Thursday, November 5, 2015

The Iron Heart



THE IRON HEART

Running. 

I am running. And it is behind me, giving chase, billowing in its magenta shades and gossamer pulchritude.

I am running, in a thudding wood, a dying wood. I am running because to stand is to be caught.

I am not looking back. I can hear only the tinkling of life underneath, and Novembral breath as it charges past. I see only obscure contours hurtling by; fair palates that capture so much more than the little deaths they betray. There is awe in sight, there is wonder in sound, and in the thundering that is my heartbeat, keeping pace & rhythm with the strides I take.
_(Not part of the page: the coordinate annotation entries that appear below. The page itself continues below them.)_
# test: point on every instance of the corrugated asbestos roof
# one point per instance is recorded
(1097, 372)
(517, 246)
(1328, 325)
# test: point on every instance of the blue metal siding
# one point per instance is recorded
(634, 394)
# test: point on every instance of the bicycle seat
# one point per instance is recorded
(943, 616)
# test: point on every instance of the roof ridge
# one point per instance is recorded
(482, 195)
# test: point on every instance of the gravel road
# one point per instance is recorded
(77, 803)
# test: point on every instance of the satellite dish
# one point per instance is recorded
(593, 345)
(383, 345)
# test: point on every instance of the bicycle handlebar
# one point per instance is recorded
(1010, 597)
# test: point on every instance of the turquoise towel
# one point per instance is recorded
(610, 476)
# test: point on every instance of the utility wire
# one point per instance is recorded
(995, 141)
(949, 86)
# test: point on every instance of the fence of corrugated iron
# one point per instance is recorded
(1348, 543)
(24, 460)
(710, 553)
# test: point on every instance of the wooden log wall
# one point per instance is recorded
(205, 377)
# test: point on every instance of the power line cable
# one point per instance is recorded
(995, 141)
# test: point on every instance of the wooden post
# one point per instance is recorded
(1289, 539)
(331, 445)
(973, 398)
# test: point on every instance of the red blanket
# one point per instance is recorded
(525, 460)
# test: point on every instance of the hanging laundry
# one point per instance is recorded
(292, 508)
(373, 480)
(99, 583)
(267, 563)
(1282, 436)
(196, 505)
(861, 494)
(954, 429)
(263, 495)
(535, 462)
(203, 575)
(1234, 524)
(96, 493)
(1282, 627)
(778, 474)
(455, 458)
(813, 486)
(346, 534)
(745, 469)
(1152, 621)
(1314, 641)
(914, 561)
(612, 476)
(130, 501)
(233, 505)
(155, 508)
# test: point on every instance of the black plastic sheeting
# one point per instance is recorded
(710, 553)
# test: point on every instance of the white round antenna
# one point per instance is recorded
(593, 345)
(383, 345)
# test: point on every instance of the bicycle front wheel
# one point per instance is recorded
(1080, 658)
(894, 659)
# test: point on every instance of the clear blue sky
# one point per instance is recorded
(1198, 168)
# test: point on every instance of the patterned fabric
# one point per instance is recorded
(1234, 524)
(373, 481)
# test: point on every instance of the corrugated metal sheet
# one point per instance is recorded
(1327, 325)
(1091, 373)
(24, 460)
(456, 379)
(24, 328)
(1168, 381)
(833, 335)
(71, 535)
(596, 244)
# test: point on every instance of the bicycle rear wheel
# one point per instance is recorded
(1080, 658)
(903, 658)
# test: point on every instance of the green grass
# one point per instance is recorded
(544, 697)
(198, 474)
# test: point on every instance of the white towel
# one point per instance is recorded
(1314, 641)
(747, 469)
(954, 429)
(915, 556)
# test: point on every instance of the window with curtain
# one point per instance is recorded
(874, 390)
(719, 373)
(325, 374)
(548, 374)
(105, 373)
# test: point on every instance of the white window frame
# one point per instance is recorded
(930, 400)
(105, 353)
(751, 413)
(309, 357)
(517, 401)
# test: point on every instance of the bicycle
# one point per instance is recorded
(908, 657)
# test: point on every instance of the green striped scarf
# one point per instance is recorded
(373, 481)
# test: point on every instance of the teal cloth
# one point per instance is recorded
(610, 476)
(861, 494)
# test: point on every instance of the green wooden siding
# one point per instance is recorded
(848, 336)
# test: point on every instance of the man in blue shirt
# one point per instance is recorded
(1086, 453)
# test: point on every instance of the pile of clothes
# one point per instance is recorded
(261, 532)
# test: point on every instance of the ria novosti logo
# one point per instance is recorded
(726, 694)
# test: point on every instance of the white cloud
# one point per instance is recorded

I am traveling, away from it. To look back is to yield the apostasy I have strove for, the fortification I know. An iron heart.

Running, so far in. Refusing a backward glimpse. And what is more fearsome: that what is following is really following, or not there at all...

For who could want this fragmented frame? Who would try their alchemy on an iron heart, and who would melt it down? Who would contend to handle the splinters, of all that I am, and all I will be?

Is it a dream I am running in, to a Tree of Life, without limbs? What sleight of hand could make me believe, that any hands would wish to carry me?

And the flaxen shapes, golden before, cast over with ripples of impending nothingness. I can't let it in.

I am running, I am weeping, I am parts becoming none. I am running, I am weary, I am used, I am none. I am iron and I cannot let it get me. (Please let it get me.)